Son kertede, elde bir yol daha mevcuttur. Godot’a gitmek veya gitmemek gibi bir ikilemden çıkmak. Godot’un gelmeyeceğini bilerek beklemek. Bu da bir yoldur. Belki en derin acıların, iç sızılarının rumuzu, bu son yolun girişine asılmıştır. İnsan beklentilerinden vazgeçerse ne mi olur? Geriye kalan şeyin insan olduğunu düşünmüyorum. Bu beklenti hali, insan olmak diye tanımlanabilir.
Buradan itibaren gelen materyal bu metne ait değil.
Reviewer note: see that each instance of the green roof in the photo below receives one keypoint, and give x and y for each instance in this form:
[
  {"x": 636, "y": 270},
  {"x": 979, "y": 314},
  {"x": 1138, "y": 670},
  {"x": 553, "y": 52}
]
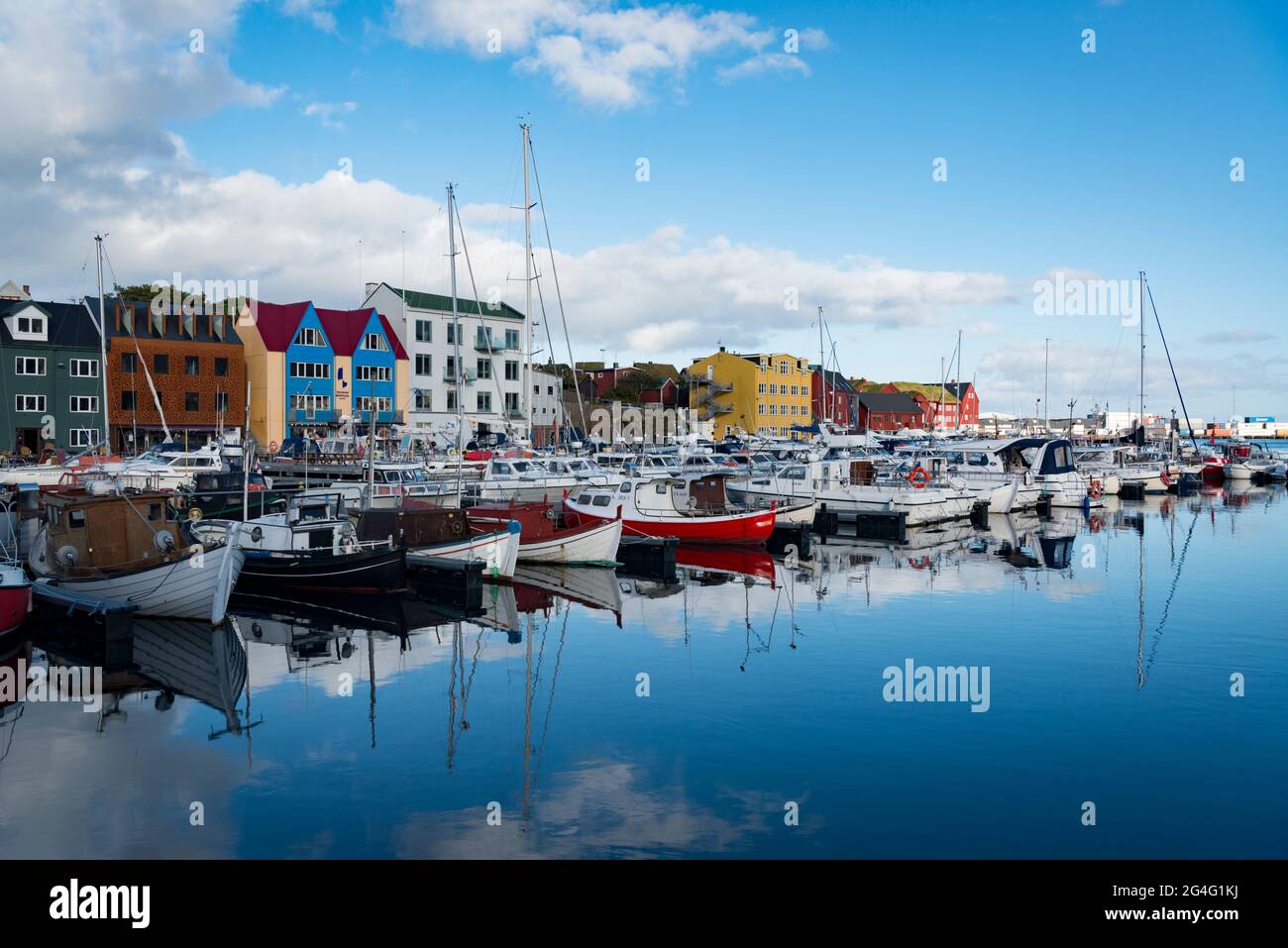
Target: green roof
[{"x": 464, "y": 307}]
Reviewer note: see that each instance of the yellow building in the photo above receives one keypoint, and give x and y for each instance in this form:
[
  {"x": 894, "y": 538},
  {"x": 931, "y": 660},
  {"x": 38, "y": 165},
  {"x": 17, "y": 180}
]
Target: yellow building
[{"x": 759, "y": 393}]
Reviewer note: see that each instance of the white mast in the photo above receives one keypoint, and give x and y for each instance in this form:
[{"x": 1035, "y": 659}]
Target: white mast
[
  {"x": 102, "y": 339},
  {"x": 527, "y": 304}
]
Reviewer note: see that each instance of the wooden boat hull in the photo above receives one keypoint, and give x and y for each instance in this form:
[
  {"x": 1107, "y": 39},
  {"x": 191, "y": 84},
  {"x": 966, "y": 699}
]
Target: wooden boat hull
[
  {"x": 365, "y": 571},
  {"x": 498, "y": 552},
  {"x": 181, "y": 588}
]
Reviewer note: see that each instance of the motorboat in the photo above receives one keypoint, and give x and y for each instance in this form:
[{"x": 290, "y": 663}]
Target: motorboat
[
  {"x": 669, "y": 507},
  {"x": 110, "y": 545},
  {"x": 430, "y": 533},
  {"x": 553, "y": 532},
  {"x": 312, "y": 545}
]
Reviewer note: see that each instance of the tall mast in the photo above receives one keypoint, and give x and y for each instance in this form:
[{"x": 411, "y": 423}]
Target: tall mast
[
  {"x": 1142, "y": 348},
  {"x": 822, "y": 369},
  {"x": 102, "y": 338},
  {"x": 456, "y": 326},
  {"x": 957, "y": 382},
  {"x": 527, "y": 287}
]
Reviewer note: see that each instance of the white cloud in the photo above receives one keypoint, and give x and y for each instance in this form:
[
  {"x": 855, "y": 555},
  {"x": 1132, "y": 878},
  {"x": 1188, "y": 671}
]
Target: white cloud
[
  {"x": 108, "y": 95},
  {"x": 317, "y": 12},
  {"x": 329, "y": 112},
  {"x": 765, "y": 62},
  {"x": 601, "y": 53}
]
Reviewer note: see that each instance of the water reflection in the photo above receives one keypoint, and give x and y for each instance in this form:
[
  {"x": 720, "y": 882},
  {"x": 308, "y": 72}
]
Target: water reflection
[{"x": 763, "y": 685}]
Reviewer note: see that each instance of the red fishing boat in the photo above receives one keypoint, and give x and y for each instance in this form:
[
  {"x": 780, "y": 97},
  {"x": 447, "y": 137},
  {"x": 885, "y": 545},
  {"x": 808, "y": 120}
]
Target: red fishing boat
[
  {"x": 554, "y": 533},
  {"x": 14, "y": 596},
  {"x": 691, "y": 510}
]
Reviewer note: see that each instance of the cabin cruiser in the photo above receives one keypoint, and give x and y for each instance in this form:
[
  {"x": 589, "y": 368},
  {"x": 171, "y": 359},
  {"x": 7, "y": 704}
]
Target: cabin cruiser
[
  {"x": 106, "y": 544},
  {"x": 524, "y": 479},
  {"x": 850, "y": 487},
  {"x": 1115, "y": 467},
  {"x": 673, "y": 507},
  {"x": 312, "y": 545}
]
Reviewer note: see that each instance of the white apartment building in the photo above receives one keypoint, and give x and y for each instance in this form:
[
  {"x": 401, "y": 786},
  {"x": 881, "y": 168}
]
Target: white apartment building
[{"x": 488, "y": 377}]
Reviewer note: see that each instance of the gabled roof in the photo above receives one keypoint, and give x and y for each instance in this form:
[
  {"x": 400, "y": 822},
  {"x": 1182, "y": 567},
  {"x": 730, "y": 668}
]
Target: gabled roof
[
  {"x": 658, "y": 369},
  {"x": 930, "y": 389},
  {"x": 464, "y": 307},
  {"x": 68, "y": 324},
  {"x": 889, "y": 402},
  {"x": 343, "y": 327},
  {"x": 277, "y": 322},
  {"x": 145, "y": 324}
]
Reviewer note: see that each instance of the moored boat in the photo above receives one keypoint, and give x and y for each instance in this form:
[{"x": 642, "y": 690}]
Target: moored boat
[{"x": 133, "y": 549}]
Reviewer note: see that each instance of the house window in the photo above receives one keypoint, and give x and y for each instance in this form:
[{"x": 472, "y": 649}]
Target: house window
[
  {"x": 31, "y": 326},
  {"x": 310, "y": 369}
]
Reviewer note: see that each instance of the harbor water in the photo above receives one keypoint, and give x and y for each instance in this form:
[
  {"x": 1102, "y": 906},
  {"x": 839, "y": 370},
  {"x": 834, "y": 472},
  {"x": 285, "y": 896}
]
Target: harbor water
[{"x": 1125, "y": 693}]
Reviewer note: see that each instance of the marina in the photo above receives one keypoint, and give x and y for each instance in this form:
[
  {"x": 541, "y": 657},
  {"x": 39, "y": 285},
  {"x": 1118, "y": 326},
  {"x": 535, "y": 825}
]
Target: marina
[{"x": 764, "y": 685}]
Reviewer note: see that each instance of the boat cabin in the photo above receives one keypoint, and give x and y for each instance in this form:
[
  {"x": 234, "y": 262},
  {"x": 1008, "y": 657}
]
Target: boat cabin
[{"x": 88, "y": 535}]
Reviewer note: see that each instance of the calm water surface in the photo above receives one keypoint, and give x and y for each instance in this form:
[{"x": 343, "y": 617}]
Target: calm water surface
[{"x": 386, "y": 728}]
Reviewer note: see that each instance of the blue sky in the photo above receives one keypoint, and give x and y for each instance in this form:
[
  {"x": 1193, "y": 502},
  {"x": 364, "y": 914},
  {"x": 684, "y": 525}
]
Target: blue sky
[{"x": 1099, "y": 163}]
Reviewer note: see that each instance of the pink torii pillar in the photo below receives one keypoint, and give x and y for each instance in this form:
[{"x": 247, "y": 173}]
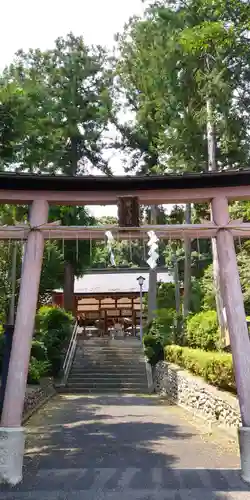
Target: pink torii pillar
[
  {"x": 237, "y": 326},
  {"x": 12, "y": 438}
]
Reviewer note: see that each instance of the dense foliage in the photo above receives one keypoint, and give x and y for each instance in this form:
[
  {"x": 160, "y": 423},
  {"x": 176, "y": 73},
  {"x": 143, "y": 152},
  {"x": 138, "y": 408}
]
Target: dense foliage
[
  {"x": 202, "y": 331},
  {"x": 215, "y": 367}
]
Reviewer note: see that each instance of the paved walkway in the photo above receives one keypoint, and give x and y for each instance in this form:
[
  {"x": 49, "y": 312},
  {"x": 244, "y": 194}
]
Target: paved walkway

Her devirde, her coğrafyada, insan varlığının devamı, Godot’yu beklemekle resmedilebilir. Yalnız böyle yazılması, hatta edebi ve felsefi mahfillerde konuşulması, yaşanmasından çok daha kolaydır. Beklemek ateşten bir gömlek olarak askıda dururken neden onu alıp giyelim? Buna şöylede bakmalı insan, neden acı çekeyim? Ayrıca bu seçimin, insanın sınırlı ihtiyarı ile olmayacağı da ihtimal dâhilindedir. Evet determinist bir bakış açısı bu farkındayım. Ancak beklemeyi sevmekte var. Belki beklemeyi bir tercih, hatta bütün zorluklarına rağmen bir yol olarak kabul etmek bizi başka bir şeye dönüştürür. Yolun insanı terbiye etmesi gibi, beklemekte insanı terbiye eder. Godot’yu bekleyenler, yeni yılda beklemeye devam edecek gibi görünüyor. Zira Godot’yu beklemek sadece Godot’yu beklemektir. Beklentilerini beklemek ve bunu sevmek, bir üçüncü yol olarak karşımızda duruyor.